Aurilio Montalto yang berasal dari Bolzano, Italia mengunjungi San Giovanni Rotondo untuk mengaku dosa kepada Padre Pio dan menghadiri Misanya. Ia berkali-kali pergi ke sana dan merasa sangat terinspirasi sehingga ia memutuskan untuk menetap di sana dengan istri dan keempat anaknya. Ia membeli sebuah hotel yang dekat dengan biara tersebut dan dari pendapatan itulah ia dapat memenuhi kebutuhan keluarganya.

Aurilio mempunyai seorang saudara laki-laki yang atheist, ia mengunjungi San Giovanni Rotondo untuk pertama kalinya tak lama setelah Padre Pio wafat. Sebelum pemakamannya, saudara laki-lakinya itu ingin melihat jenazah Padre Pio yang disemayamkan di gereja. Namun orang berjejal-jejal sehingga niatnya tak terlaksana.

Pada suatu hari Aurilio berbicara dengannya tentang Padre Pio. Saudara laki-lakinya itu menjelaskan bahwa ia tak mempunyai kesan apa pun tentang Padre Pio. Tentu saja dia tak percaya bahwa Padre Pio adalah seorang kudus. Semua pembicaraan tentang Padre Pio ditanggapinya secara dingin dan acuh tak acuh.

Tak lama kemudian, ia berjalan ke gereja Our Lady of Grace dan duduk sendirian di deretan bangku belakang. Tiba-tiba ia merasakan tepukan pada bahunya dan mendengar sebuah suara yang tegas.
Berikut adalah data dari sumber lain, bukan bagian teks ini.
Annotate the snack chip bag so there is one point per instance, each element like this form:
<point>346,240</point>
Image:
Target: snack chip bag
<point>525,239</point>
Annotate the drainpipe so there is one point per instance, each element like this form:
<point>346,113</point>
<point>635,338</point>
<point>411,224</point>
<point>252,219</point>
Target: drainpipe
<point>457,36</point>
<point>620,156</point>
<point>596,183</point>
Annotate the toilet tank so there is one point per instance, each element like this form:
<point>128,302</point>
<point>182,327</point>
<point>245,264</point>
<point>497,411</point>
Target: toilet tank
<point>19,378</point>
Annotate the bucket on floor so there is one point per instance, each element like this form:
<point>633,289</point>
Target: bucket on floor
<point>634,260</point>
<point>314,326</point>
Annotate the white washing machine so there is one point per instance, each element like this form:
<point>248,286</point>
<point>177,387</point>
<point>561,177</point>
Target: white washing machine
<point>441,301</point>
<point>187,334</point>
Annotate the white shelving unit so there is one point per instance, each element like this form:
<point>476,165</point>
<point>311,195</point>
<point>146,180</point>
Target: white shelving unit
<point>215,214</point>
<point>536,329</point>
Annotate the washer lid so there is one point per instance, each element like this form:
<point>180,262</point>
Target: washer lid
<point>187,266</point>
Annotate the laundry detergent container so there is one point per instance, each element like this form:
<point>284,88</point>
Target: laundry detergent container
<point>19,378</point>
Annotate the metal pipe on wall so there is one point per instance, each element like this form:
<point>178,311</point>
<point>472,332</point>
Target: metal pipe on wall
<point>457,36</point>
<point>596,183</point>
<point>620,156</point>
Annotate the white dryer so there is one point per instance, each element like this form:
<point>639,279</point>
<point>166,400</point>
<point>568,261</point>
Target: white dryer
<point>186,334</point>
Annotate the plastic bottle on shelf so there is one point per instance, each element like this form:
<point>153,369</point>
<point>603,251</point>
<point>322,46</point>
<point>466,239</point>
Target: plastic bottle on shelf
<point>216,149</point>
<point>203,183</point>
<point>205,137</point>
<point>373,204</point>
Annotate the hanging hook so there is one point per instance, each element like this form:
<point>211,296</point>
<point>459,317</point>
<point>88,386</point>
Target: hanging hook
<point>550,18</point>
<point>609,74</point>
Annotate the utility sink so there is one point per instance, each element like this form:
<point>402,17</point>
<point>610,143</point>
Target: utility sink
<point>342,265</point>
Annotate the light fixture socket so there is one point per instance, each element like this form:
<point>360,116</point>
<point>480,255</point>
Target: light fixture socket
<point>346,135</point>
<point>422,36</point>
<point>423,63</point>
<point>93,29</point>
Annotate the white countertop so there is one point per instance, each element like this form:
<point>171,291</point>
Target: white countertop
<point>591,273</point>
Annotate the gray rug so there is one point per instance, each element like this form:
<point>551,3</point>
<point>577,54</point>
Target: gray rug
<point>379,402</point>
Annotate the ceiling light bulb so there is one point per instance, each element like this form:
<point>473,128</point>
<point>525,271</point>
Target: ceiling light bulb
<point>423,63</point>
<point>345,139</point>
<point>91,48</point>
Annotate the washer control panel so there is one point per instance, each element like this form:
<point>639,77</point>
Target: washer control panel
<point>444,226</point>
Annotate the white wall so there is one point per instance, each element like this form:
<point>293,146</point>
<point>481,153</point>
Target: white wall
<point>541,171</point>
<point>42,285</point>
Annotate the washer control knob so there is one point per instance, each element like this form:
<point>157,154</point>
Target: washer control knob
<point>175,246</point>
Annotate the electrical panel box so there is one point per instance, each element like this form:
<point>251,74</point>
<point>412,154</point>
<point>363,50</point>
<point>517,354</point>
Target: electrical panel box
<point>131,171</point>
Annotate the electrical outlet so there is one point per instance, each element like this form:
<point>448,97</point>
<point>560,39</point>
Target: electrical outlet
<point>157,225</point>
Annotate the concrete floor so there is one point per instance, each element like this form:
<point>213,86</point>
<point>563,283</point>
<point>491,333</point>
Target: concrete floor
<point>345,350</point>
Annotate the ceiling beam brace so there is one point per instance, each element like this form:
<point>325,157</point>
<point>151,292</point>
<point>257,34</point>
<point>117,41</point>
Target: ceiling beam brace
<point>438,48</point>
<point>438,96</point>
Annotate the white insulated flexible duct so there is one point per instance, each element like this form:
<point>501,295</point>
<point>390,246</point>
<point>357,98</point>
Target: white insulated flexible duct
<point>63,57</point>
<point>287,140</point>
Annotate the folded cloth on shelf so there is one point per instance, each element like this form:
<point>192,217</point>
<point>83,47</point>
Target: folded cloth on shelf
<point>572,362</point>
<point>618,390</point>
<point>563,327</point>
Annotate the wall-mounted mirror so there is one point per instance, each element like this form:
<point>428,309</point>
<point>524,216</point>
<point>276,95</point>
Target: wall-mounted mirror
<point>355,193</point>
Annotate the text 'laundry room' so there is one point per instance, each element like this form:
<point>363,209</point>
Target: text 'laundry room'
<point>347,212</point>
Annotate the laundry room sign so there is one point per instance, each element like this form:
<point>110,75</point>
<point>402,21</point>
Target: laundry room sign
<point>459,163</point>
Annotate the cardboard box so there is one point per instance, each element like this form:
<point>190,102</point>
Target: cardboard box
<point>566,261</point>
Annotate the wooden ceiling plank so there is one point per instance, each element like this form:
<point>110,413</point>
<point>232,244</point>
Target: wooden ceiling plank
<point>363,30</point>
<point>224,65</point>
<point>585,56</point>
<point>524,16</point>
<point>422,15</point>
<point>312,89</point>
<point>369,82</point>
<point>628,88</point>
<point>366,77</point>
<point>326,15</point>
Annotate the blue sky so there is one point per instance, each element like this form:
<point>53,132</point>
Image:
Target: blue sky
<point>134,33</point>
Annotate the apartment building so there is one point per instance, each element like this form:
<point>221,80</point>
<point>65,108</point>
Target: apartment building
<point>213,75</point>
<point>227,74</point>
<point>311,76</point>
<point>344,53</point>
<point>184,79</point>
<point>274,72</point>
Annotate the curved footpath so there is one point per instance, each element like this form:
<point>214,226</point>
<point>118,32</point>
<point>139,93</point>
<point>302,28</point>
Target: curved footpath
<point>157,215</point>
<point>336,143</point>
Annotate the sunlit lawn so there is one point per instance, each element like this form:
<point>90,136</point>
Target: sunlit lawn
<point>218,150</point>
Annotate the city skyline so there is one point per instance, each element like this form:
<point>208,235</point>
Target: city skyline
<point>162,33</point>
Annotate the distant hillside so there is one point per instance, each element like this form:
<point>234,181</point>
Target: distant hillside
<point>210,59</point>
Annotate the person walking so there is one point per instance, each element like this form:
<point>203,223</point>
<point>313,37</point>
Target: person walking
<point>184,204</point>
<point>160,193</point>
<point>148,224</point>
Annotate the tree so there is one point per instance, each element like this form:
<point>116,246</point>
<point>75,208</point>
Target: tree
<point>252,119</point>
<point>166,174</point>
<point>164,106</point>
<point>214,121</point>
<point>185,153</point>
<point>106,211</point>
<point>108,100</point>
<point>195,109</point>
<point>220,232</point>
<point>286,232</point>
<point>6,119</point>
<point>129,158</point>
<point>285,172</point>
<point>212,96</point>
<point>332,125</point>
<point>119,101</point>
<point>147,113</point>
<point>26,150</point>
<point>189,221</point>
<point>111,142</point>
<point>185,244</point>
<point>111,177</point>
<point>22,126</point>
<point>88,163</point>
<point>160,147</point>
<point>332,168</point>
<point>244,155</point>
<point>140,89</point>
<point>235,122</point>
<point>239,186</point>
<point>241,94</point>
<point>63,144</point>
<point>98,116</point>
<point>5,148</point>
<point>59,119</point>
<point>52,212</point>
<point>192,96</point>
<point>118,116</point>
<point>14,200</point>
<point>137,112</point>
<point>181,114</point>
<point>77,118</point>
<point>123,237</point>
Ia menengok untuk mengetahui  siapa yang menepuknya itu, tetapi ia tak melihat seorang pun di sana. Karena ketakutan ia segera bangun lalu pindah ke bangku yang lain. Untuk kedua kalinya ia mendengar suara yang berwibawa itu dan merasa seseorang menyentuh bahunya. Ia mengamat-amati keadaan di sekelilingnya, namun tak ada seorangpun di sana. Rasa takutnya semakin memuncak sampai ia berkeringat dingin. Ia tak mengerti apa yang telah terjadi.

Pada kesempatan lain ketika Aurilio bertemu dengannya, ia menceritakan kejadian aneh yang dialaminya secara detail. “Bagaimana cara seseorang melakukan pengakuan dosa?” tanyanya. Dengan gembira Aurilio menceritakan segala sesuatu tentang sakramen pengakuan dosa itu dengan terperinci. “Bagaimana cara seseorang menyiapkan diri untuk menerima Komuni Suci pertamanya?” tanyanya lagi, Sekali lagi dengan gembira, Aurilio menjelaskan kepadanya.

Pada malam itu ia bermimpi. Padre Pio berdiri di sampingnya sambil memegang rosario. Dalam mimpinya, Padre Pio mengajarnya berdoa rosario. Mimpi itu merupakan titik awal pertobatannya. Tak lama setelah itu, ia meminta untuk diterima dalam Gereja Katolik. Sejak saat itu dan selanjutnya, ia menjalani hidup yang sangat saleh.